In 1991, an ad hoc committee of four ex-employees was formed to represent the interests of 200 out of the 500 employees claiming a share of the liquidated pension fund, to file the lawsuit currently under appeal.
Meanwhile, a large group of former employees has also filed a separate lawsuit with the same claim. No sentence has been handed down on this second case so far, presumably since the court is awaiting developments in the pending appeal.
“So far we are not making a claim for a specific amount, but rather, we want the court to declare that the bank acted wrongly in appropriating the funds,” the plaintiff said.
“In court, both representatives of Mid-Med and then HSBC, said the money was always owned by the bank and that it was kept in a separate fund for administrative purposes,” he said.
“This reasoning was only adopted by the bank after we instituted our court case. So much so, that when the contributions were being made, the bank itself always considered them to be an expense and wrote them off to its profit and loss account. Even the Central Bank, which retained the funds, granted preferential interest rates. Surely this was done because it wished to accommodate the employees and not the bank.
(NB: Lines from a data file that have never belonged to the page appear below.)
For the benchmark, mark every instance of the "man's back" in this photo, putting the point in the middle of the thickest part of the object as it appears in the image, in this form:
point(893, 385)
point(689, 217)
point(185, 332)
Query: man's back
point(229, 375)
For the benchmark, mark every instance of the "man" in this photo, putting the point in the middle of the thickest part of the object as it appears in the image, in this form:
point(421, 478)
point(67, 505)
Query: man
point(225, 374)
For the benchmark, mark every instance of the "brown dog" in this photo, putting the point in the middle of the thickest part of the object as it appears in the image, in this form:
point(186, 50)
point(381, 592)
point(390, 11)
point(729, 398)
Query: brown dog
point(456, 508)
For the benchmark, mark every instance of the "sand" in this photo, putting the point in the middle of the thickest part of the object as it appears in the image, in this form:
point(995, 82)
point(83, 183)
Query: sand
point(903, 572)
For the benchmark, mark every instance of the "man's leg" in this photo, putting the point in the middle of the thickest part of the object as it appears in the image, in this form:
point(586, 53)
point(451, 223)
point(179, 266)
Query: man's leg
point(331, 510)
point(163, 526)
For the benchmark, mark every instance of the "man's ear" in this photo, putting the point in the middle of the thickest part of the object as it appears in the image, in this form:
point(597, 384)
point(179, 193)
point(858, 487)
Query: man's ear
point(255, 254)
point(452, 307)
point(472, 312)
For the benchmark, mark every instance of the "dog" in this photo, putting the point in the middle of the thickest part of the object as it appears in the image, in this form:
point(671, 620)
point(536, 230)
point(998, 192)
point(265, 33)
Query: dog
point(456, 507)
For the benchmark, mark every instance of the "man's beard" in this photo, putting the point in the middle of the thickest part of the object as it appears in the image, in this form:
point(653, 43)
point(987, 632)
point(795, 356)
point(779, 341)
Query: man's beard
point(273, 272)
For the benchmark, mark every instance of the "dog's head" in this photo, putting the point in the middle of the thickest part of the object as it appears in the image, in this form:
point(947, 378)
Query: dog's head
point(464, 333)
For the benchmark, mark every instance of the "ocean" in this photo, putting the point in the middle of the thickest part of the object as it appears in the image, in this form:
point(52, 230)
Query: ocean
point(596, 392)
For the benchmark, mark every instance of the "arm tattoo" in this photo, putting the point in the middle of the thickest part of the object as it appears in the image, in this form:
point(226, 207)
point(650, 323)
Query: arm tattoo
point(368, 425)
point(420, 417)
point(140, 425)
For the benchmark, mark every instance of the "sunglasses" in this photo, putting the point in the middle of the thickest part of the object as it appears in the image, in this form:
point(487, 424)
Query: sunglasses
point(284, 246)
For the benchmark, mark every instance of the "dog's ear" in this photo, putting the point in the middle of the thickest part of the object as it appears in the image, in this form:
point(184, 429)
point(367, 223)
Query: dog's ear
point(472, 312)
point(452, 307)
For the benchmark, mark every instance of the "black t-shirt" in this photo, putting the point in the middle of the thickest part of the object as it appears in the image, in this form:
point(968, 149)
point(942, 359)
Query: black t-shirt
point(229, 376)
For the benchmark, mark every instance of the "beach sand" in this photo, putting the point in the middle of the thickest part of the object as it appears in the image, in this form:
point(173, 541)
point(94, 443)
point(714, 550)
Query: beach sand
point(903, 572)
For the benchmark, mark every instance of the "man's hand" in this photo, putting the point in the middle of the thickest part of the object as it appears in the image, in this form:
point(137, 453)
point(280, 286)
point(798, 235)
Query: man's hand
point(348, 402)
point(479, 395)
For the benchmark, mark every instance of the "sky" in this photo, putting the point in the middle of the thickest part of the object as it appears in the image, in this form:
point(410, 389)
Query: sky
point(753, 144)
“How come the fund never showed up on the bank balance sheets? Whenever funds were transferred from the bank into the fund, this always appeared as an expense, and therefore deducted that expense from the tax owed to government each year. To the best of our knowledge, tax was paid on the balance of Lm1.48 million only when the fund was liquidated in 1987.”
In 2007, the court delivered a sentence ruling against the committee’s claim, which the plaintiffs are now appealing. “The court has already ruled out our claim to the money, without giving due weight to some crucial elements in the case. The court did not appoint technical experts in international accounting either.”
The appeal will be heard in the first week of May.